Diese Idee ist nicht neu; der verstorbene Professor Lebert in Breslau sprach sich schon 1869 in seinem Schriftchen über Milch- und Molkencuren ähnlich aus:
„Es ist Zeit, daß Staat, Volk und Gemeinde begreifen, daß sie dieser traurigen Krankheit und ihren zahllosen Opfern gegenüber Pflichten zu erfüllen haben, welche sie bis jetzt nicht erfüllen.“
Und weiter:
„Ich gebe diese Vorschläge keineswegs irgendwie als mustergültig. Ich möchte nur zeigen, daß die Möglichkeit der Ausführung meiner Vorschläge nicht zu den chimärischen Utopien gehört, sondern zur Wirklichkeit werden kann, sobald man nicht von vornherein jedem Vorschlage von Verbesserungen das starre ‚Non possumus!‘ oder das milder klingende ,Wir haben kein Geld!’ systematisch entgegensetzt. Sehr gut und nützlich angewandt sind die großen Summen, welche man auf Verbesserung der Thierrassen verwendet hat; es wäre aber auch gewiß an der Zeit, daß man für Verbesserung der Gesundheit der Menschenrasse das Nothwendige thue, wenn es auch sogenannte Opfer kostet.“
Der kaiserlich russische Staatsrath Dr.

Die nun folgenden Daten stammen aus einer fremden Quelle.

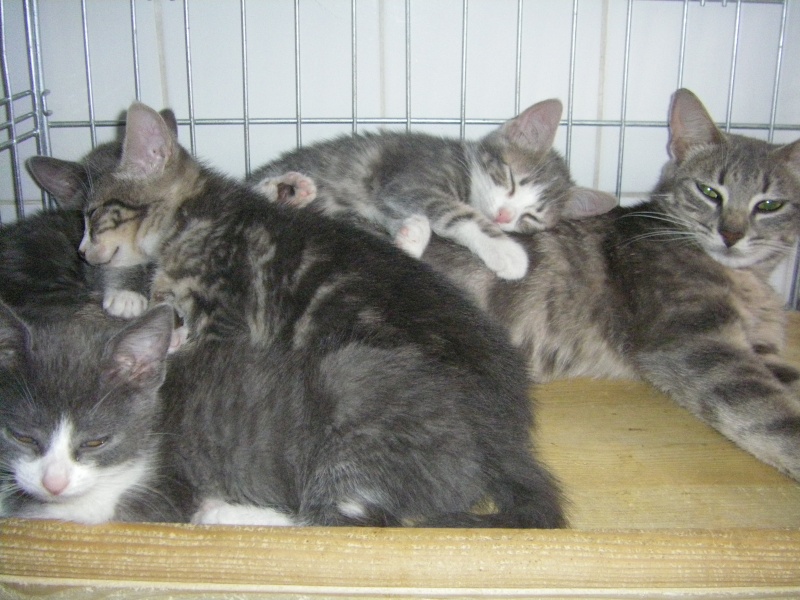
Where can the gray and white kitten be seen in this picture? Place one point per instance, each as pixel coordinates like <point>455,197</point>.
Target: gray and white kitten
<point>471,192</point>
<point>316,388</point>
<point>80,417</point>
<point>674,290</point>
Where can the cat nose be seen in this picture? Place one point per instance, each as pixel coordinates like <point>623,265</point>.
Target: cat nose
<point>731,237</point>
<point>55,483</point>
<point>503,216</point>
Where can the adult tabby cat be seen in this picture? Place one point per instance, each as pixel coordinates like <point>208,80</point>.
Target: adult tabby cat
<point>674,290</point>
<point>470,192</point>
<point>373,393</point>
<point>80,416</point>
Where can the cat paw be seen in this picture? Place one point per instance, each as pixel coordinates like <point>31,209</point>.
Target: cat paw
<point>506,258</point>
<point>124,303</point>
<point>414,235</point>
<point>292,188</point>
<point>214,511</point>
<point>178,339</point>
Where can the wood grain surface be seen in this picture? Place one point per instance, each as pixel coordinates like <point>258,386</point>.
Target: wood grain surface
<point>661,506</point>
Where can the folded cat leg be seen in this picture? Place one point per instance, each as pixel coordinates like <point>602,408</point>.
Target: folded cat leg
<point>414,235</point>
<point>292,188</point>
<point>214,511</point>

C. von Mayer fügt dem in einem Schriftchen über die Lungenschwindsucht hinzu:
„Wie manche Krankheitsanlage könnte getilgt werden, wie manches Leben erhalten bleiben, wenn solchen Kranken, noch vor dem Ausbruche der verderblichen Krankheit, eine Heilanstalt offen stünde, in der sie die für ihr Leiden nöthige Pflege finden könnten! Daß Schwindsüchtige nicht in ein Krankenhaus im gewöhnlichen Sinne des Wortes hineingehören, darüber werden Wohl alle Aerzte einig sein. Gott gebe, daß der Staat sowohl wie auch Aerzte sich dieser schönen Aufgabe unterzögen, solche Anstalten – und ihrer recht viele – zu errichten!“
Der kaiserlich königlich österreichische Stabsarzt Dr. L. Günzberg hat sich sogar die Mühe gegeben, einen „Entwurf über ländliche Curorte für minder bemittelte Brustschwache mit tuberculöser Anlage“ auszuarbeiten mit Bauplan, Kostenvoranschlag und Erhaltungsplan. Eine solche Anstalt könnte sich leicht selbst erhalten, wenn sie zugleich im Besitze eines entsprechend großen Landgutes mit Viehwirthschaft wäre. Ich selbst habe mich seit Jahren vielfach mit der Idee der Errichtung von Volks-Sanatorien für arme Lungenkranke beschäftigt, da ich so recht an der Quelle des Elendes sitze, welches die Lungenschwindsucht in den ärmeren Familien anrichtet. Den Staat kann man nicht heranziehen zu einem solchen Humanitätswerke. Hier kann nur die gemeinsame Hülfe edler Herzen rettend eingreifen. Wie aber die Idee dieser Unternehmung der Menschenliebe, zu welcher die obigen Darlegungen auf’s Neue die Anregung geben wollten, verwirklicht werden kann, darüber wird hoffentlich recht bald ein gemeinsamer Beschluß berufenster Männer an die Oeffentlichkeit treten.